NASA Pluto Probe Passes Orbit of Uranus

An artist's rendering of the New Horizon spacecraft.
An artist's rendering of the New Horizon spacecraft. (Image credit: SwRI (Dan Durda)/JHUAPL(Ken Moscati))

A NASA probe speeding toward the distant dwarf planet Pluto hit a major checkpoint today (March 19) when it crossed the orbit of Uranus.

NASA's New Horizons spacecraft encountered Uranus' orbit today at 6 p.m. EDT (2200 GMT) while flying 1.8 billion miles (2.9 billion kilometers) from Earth.

"New Horizons is all about delayed gratification, and out 9 1/2-year cruise to the Pluto system illustrates that," said principal investigator Alan Stern, of the Southwest Research Institute in Boulder, Colo. "Crossing the orbit of Uranus is another milepost along our long journey to the very frontier of exploration."

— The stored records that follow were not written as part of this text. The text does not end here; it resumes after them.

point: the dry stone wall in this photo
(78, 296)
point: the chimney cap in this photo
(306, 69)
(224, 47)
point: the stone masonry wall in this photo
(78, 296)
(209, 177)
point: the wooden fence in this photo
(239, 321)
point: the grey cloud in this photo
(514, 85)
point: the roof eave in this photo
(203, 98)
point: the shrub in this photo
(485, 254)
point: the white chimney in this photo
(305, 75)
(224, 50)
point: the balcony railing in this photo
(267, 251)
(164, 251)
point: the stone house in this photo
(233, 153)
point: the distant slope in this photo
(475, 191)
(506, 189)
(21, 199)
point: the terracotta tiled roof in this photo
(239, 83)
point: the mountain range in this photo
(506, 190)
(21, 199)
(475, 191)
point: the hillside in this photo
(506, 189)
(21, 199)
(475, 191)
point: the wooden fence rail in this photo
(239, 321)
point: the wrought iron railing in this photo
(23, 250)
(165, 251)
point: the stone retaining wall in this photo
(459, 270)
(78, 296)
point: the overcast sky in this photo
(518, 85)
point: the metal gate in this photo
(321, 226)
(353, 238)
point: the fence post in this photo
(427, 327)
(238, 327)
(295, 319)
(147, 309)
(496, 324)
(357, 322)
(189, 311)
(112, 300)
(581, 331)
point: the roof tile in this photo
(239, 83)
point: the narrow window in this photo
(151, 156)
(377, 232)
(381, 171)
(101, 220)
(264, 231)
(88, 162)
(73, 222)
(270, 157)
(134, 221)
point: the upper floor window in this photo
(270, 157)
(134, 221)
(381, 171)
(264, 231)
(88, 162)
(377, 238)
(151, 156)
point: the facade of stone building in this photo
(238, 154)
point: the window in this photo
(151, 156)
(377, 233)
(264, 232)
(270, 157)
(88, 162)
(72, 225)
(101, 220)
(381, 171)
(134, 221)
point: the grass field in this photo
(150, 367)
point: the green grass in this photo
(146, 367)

The spacecraft is expected to reach Pluto and its three moons (Charon, Nix and Hydra) in July 2015, after which it might also encounter smaller bodies in the distant Kuiper Belt, which is the ring of icy bodies beyond Neptune's orbit. [The Solar System Explained From the Inside Out]

NASA billed New Horizons as its fastest spacecraft ever launched when it sprinted away from Earth at about 36,000 mph (nearly 58,000 kph) in January 2006. It has covered some serious space since then— traversing 20 times the distance between Earth and the sun, including a 2007 flight through the Jupiter system for a gravity-assisted speed boost and to snap new photos of the giant planet and its moons.

"This mission is a marathon," said project manager Glen Fountain of the Applied Physics Laboratory of Maryland's Johns Hopkins University. "The New Horizons team has been focused on keeping the spacecraft on course and preparing for Pluto. So far, so good, and we are working to keep it that way."

An overhead view of the New Horizons spacecraft's path across Uranus' orbit. (Image credit: NASA, JHU/APL)

Since the New Horizons probe is currently in an electronic sleep mode, and since Uranus will be 2.4 billion miles (nearly 3.9 billion km) from the spacecraft when the probe crosses the planet's orbit, the science team is not planning to take any pictures of the gas giant during its pass.

The mission team on the ground is busy making final preparations for the probe's rendezvous with Pluto, and in April, scientists will begin searching for potential flyby targets in the Kuiper Belt. Preparations are also underway for the spacecraft's annual systems checkout in the spring.

In the meantime, New Horizons continues its blistering pace toward Pluto. The next planetary milestone for the intrepid explorer will be to cross the orbit of Neptune, which will occur on Aug. 25, 2014 – exactly 25 years after the Voyager 2 spacecraft made its historic exploration of that giant planet.